Edmund Ian Riggs admitted at the beginning of his trial to burying his wife Patricia Anne Riggs’ remains in 2001 but denied it was murder.
The 34-year-old mother of four went missing in September 2001.
Her partial skeleton was uncovered 15 years later by the new owner of the family home while he was building a retaining wall.
Riggs had continuously lied to family and police about his wife’s disappearance until the first day of his Supreme Court trial last week when he pleaded guilty to interfering with a corpse.
The 60-year-old took the stand at the end of the trial and told jurors he pushed his wife during a heated argument over sex workers after she spat on his face.
He claimed she fell, hit her head on a bedpost, began convulsing on the floor and died within seconds.
Riggs said he panicked and wrapped his wife up in bedding, put her in the boot of their car and drove to bushland near Caboolture where he buried her body in a shallow, unmarked grave while their children were sleeping.
He said he returned years later and moved part of her skeleton because he saw heavy machinery in the area and was worried her body would be found.
Ms Riggs was then buried behind a shed on the Margate property.

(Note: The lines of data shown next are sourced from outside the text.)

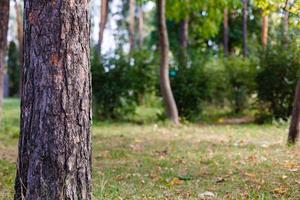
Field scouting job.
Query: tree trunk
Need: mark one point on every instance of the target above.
(245, 17)
(4, 16)
(140, 26)
(294, 126)
(54, 160)
(226, 32)
(286, 25)
(131, 23)
(166, 90)
(264, 31)
(184, 38)
(103, 20)
(20, 40)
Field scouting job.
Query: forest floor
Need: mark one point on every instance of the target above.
(160, 161)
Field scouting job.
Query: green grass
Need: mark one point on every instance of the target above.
(160, 161)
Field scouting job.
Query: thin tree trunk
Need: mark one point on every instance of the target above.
(166, 90)
(140, 26)
(54, 160)
(4, 16)
(20, 40)
(264, 31)
(226, 32)
(245, 31)
(131, 23)
(103, 21)
(184, 38)
(295, 121)
(286, 25)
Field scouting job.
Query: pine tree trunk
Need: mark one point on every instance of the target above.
(54, 160)
(184, 38)
(20, 40)
(103, 21)
(245, 31)
(4, 16)
(294, 126)
(286, 25)
(264, 31)
(131, 23)
(140, 26)
(166, 90)
(225, 32)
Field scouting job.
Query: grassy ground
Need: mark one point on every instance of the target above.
(159, 161)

Riggs claimed he lied for years because he was afraid of being sent to jail and leaving their children parentless.
In his closing address, prosecutor Todd Fuller told jurors that Riggs was a calculated, manipulative liar who did not want anyone to know the true cause of his wife’s death.
Defence counsel Lars Falcongreen said it was a “terrible thing” for his client to bury his wife’s body and lie about it, but it did not make him guilty of murder.
Mr Falcongreen asked the jury to consider accidental death or manslaughter.
It took jurors almost a day to reach their unanimous verdict.